Malware details
- Technical name: Natas
- Type: Computer virus
- Isolation date: May 1992
- Origin: United States
- Author: James Gentile

Technical details
- Platform: DOS

= Natas (computer virus) =

DOS computer virus

Natas (Satan spelled backwards) is a computer virus written by James Gentile, a then-18-year-old hacker from San Diego, California who went by the alias of "Little Loc" and later "Priest". The virus was made for a Mexican politician who wanted to win the Mexican elections by affecting all the Mexican Federal Electoral Institute (IFE) computers with a floppy disk.

==Description==
Natas is a memory-resident stealth virus and is highly polymorphic, that affects master boot records, boot sectors of diskettes, files .COM and also .exe programs.

==History==
The virus first appeared in Mexico City in May 1992, spread by a consultant using infected floppy disks.
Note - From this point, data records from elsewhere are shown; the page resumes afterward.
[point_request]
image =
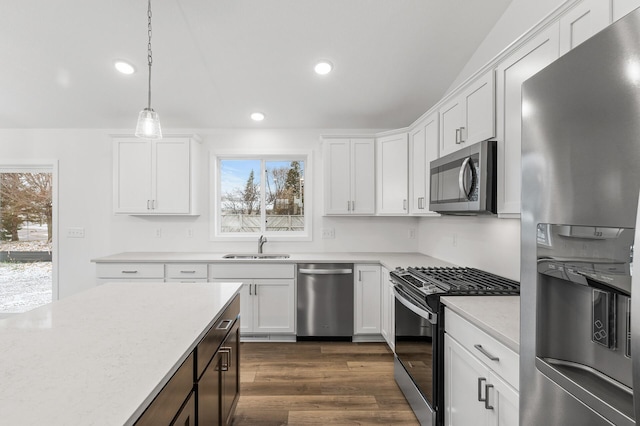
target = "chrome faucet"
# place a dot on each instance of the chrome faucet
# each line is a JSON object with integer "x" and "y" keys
{"x": 261, "y": 242}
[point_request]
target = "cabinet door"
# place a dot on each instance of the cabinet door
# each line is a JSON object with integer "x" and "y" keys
{"x": 274, "y": 306}
{"x": 171, "y": 174}
{"x": 230, "y": 374}
{"x": 583, "y": 21}
{"x": 511, "y": 73}
{"x": 367, "y": 299}
{"x": 363, "y": 189}
{"x": 393, "y": 175}
{"x": 423, "y": 148}
{"x": 464, "y": 380}
{"x": 209, "y": 392}
{"x": 337, "y": 176}
{"x": 388, "y": 309}
{"x": 131, "y": 175}
{"x": 187, "y": 415}
{"x": 479, "y": 108}
{"x": 450, "y": 124}
{"x": 622, "y": 7}
{"x": 505, "y": 402}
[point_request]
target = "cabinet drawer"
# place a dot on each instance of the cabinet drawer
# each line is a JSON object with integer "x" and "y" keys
{"x": 130, "y": 270}
{"x": 483, "y": 346}
{"x": 186, "y": 270}
{"x": 209, "y": 344}
{"x": 168, "y": 402}
{"x": 254, "y": 270}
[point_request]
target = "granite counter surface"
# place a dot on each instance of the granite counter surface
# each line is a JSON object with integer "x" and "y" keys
{"x": 388, "y": 260}
{"x": 498, "y": 316}
{"x": 99, "y": 357}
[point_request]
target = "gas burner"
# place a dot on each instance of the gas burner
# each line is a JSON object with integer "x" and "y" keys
{"x": 428, "y": 282}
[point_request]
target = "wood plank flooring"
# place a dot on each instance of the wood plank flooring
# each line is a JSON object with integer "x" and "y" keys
{"x": 319, "y": 383}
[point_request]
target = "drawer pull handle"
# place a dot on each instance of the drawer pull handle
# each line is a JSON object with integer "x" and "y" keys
{"x": 480, "y": 398}
{"x": 486, "y": 397}
{"x": 484, "y": 352}
{"x": 225, "y": 362}
{"x": 227, "y": 324}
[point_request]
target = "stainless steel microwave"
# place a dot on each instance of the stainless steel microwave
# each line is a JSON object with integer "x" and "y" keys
{"x": 464, "y": 182}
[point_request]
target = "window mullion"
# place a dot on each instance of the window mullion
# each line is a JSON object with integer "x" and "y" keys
{"x": 263, "y": 197}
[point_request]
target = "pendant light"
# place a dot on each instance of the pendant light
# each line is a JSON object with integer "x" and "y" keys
{"x": 148, "y": 120}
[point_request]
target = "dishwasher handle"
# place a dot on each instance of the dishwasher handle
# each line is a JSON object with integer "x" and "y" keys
{"x": 325, "y": 271}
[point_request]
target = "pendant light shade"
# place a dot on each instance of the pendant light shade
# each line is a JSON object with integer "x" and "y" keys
{"x": 148, "y": 125}
{"x": 148, "y": 120}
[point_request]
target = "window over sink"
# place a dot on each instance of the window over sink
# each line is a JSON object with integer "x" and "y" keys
{"x": 260, "y": 195}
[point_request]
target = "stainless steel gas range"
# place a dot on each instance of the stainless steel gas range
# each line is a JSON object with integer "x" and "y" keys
{"x": 419, "y": 330}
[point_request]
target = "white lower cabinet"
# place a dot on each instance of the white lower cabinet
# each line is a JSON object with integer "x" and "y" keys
{"x": 267, "y": 298}
{"x": 367, "y": 299}
{"x": 622, "y": 7}
{"x": 480, "y": 377}
{"x": 388, "y": 310}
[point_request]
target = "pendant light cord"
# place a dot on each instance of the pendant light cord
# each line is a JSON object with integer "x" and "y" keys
{"x": 149, "y": 52}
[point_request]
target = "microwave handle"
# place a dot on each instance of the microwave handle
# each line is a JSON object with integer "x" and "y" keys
{"x": 634, "y": 315}
{"x": 461, "y": 177}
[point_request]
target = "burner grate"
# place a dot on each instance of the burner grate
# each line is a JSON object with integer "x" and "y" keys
{"x": 467, "y": 281}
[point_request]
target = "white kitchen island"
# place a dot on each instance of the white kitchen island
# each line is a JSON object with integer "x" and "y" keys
{"x": 101, "y": 356}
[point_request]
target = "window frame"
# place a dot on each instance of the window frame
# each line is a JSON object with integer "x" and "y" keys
{"x": 216, "y": 157}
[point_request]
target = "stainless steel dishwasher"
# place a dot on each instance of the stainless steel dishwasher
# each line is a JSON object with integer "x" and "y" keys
{"x": 325, "y": 301}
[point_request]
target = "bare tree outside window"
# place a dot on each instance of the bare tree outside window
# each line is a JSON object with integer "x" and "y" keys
{"x": 26, "y": 233}
{"x": 244, "y": 201}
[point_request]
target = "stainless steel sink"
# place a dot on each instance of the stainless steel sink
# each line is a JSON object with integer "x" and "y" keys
{"x": 255, "y": 256}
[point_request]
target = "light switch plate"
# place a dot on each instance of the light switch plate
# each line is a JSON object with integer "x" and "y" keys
{"x": 75, "y": 232}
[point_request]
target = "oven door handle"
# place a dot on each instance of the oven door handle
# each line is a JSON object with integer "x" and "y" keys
{"x": 428, "y": 315}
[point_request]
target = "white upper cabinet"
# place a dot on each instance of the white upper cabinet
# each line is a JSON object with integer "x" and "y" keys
{"x": 583, "y": 21}
{"x": 423, "y": 148}
{"x": 349, "y": 176}
{"x": 392, "y": 172}
{"x": 520, "y": 65}
{"x": 468, "y": 117}
{"x": 622, "y": 7}
{"x": 154, "y": 177}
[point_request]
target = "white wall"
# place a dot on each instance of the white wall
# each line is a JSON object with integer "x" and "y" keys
{"x": 486, "y": 243}
{"x": 85, "y": 200}
{"x": 517, "y": 19}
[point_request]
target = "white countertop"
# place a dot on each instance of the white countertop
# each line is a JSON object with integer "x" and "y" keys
{"x": 388, "y": 260}
{"x": 498, "y": 316}
{"x": 99, "y": 357}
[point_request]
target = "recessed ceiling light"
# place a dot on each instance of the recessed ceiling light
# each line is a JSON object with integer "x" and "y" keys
{"x": 124, "y": 67}
{"x": 323, "y": 67}
{"x": 257, "y": 116}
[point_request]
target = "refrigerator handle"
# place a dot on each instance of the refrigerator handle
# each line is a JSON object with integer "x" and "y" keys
{"x": 635, "y": 328}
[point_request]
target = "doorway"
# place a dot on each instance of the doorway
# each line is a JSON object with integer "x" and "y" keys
{"x": 28, "y": 236}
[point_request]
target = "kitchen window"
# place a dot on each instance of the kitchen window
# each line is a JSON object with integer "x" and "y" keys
{"x": 260, "y": 196}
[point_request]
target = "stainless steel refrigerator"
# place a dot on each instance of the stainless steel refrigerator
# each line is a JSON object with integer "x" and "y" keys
{"x": 580, "y": 307}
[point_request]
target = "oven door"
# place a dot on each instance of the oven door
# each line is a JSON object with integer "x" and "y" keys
{"x": 415, "y": 347}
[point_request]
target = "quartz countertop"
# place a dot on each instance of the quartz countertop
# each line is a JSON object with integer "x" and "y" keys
{"x": 498, "y": 316}
{"x": 388, "y": 260}
{"x": 99, "y": 357}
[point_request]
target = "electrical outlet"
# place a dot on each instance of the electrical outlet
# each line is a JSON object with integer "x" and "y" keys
{"x": 75, "y": 232}
{"x": 328, "y": 233}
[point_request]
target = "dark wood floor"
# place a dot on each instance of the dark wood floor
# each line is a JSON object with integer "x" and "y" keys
{"x": 319, "y": 383}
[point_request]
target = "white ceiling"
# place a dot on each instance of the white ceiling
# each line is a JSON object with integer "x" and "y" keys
{"x": 216, "y": 61}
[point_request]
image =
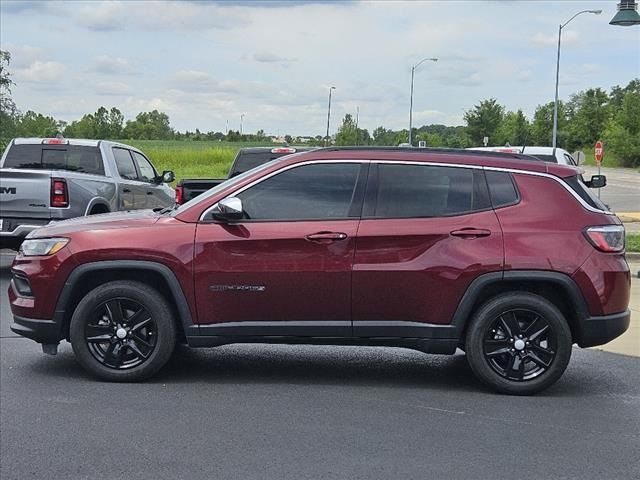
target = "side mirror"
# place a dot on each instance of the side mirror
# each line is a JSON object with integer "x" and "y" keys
{"x": 168, "y": 176}
{"x": 579, "y": 157}
{"x": 597, "y": 181}
{"x": 228, "y": 209}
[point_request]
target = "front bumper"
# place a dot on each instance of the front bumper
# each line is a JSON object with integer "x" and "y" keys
{"x": 42, "y": 331}
{"x": 602, "y": 329}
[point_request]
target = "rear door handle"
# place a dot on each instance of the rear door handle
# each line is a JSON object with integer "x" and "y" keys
{"x": 471, "y": 233}
{"x": 326, "y": 237}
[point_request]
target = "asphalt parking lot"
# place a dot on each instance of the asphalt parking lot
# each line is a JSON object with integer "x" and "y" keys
{"x": 254, "y": 411}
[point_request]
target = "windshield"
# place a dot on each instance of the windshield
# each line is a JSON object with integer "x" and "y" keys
{"x": 218, "y": 188}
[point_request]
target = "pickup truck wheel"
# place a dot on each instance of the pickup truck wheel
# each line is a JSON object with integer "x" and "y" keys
{"x": 518, "y": 343}
{"x": 122, "y": 331}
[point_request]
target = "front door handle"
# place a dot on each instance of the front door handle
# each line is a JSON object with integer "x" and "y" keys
{"x": 471, "y": 233}
{"x": 326, "y": 237}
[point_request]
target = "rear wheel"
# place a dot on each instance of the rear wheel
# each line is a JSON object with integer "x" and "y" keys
{"x": 518, "y": 343}
{"x": 122, "y": 331}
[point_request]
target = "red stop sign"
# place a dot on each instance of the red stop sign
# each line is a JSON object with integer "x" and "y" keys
{"x": 598, "y": 152}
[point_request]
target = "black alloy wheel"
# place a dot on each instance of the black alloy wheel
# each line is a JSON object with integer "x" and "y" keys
{"x": 123, "y": 331}
{"x": 520, "y": 345}
{"x": 122, "y": 334}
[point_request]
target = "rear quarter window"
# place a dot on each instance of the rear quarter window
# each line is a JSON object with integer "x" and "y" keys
{"x": 74, "y": 158}
{"x": 577, "y": 185}
{"x": 502, "y": 189}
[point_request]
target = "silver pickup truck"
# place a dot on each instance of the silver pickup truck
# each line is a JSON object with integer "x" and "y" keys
{"x": 48, "y": 179}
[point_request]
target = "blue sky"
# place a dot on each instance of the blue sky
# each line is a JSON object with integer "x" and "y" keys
{"x": 206, "y": 63}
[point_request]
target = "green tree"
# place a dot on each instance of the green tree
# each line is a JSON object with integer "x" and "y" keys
{"x": 33, "y": 124}
{"x": 152, "y": 125}
{"x": 542, "y": 125}
{"x": 622, "y": 134}
{"x": 587, "y": 115}
{"x": 8, "y": 111}
{"x": 484, "y": 121}
{"x": 514, "y": 129}
{"x": 347, "y": 132}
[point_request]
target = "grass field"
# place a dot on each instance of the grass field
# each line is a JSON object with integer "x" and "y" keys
{"x": 211, "y": 159}
{"x": 633, "y": 242}
{"x": 191, "y": 159}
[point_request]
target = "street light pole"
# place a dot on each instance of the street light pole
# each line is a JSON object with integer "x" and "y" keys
{"x": 326, "y": 142}
{"x": 413, "y": 70}
{"x": 555, "y": 103}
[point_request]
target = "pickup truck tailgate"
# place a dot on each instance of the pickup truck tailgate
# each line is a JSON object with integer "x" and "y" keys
{"x": 25, "y": 193}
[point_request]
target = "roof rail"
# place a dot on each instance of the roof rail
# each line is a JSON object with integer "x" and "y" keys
{"x": 436, "y": 150}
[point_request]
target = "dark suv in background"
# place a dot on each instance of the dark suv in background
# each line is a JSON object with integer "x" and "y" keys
{"x": 511, "y": 260}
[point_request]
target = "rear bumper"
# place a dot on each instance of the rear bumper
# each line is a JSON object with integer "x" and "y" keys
{"x": 14, "y": 230}
{"x": 42, "y": 331}
{"x": 602, "y": 329}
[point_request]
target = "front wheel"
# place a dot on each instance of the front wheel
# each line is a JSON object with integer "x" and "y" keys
{"x": 518, "y": 343}
{"x": 122, "y": 331}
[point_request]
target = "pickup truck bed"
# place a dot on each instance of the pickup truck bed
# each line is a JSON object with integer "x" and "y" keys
{"x": 246, "y": 159}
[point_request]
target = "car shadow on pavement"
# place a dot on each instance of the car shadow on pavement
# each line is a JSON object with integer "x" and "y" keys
{"x": 330, "y": 366}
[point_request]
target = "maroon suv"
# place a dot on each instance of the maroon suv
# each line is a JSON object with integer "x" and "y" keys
{"x": 509, "y": 259}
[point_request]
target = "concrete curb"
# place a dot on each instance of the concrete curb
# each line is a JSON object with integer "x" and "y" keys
{"x": 635, "y": 256}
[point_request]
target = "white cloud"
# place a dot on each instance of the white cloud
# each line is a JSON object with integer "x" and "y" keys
{"x": 156, "y": 15}
{"x": 105, "y": 64}
{"x": 22, "y": 56}
{"x": 112, "y": 88}
{"x": 268, "y": 57}
{"x": 569, "y": 38}
{"x": 40, "y": 72}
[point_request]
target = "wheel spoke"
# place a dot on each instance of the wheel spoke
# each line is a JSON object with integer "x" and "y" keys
{"x": 509, "y": 367}
{"x": 141, "y": 323}
{"x": 139, "y": 339}
{"x": 98, "y": 333}
{"x": 496, "y": 347}
{"x": 99, "y": 338}
{"x": 113, "y": 355}
{"x": 134, "y": 347}
{"x": 520, "y": 368}
{"x": 536, "y": 329}
{"x": 114, "y": 310}
{"x": 510, "y": 323}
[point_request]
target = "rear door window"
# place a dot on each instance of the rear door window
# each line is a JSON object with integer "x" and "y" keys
{"x": 412, "y": 191}
{"x": 124, "y": 163}
{"x": 75, "y": 158}
{"x": 147, "y": 172}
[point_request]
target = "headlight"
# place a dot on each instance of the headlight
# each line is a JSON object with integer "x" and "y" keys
{"x": 42, "y": 246}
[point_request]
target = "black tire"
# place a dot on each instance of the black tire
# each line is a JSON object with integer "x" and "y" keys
{"x": 518, "y": 343}
{"x": 123, "y": 331}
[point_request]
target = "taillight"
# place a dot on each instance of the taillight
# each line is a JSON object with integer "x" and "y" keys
{"x": 179, "y": 194}
{"x": 283, "y": 150}
{"x": 608, "y": 238}
{"x": 59, "y": 193}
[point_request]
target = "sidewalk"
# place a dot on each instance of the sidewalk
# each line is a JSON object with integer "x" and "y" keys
{"x": 629, "y": 342}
The virus became widespread in Mexico and the southwest United States. The virus also made its way to the other side of the US, infecting computers at the United States Secret Service knocking their network offline for approximately three days. This led to an investigation of Priest and incorrect suspicion that the virus specifically targeted government computers.

Natas also infected computers in Canada, England, Russian Federation, Venezuela and Brazil.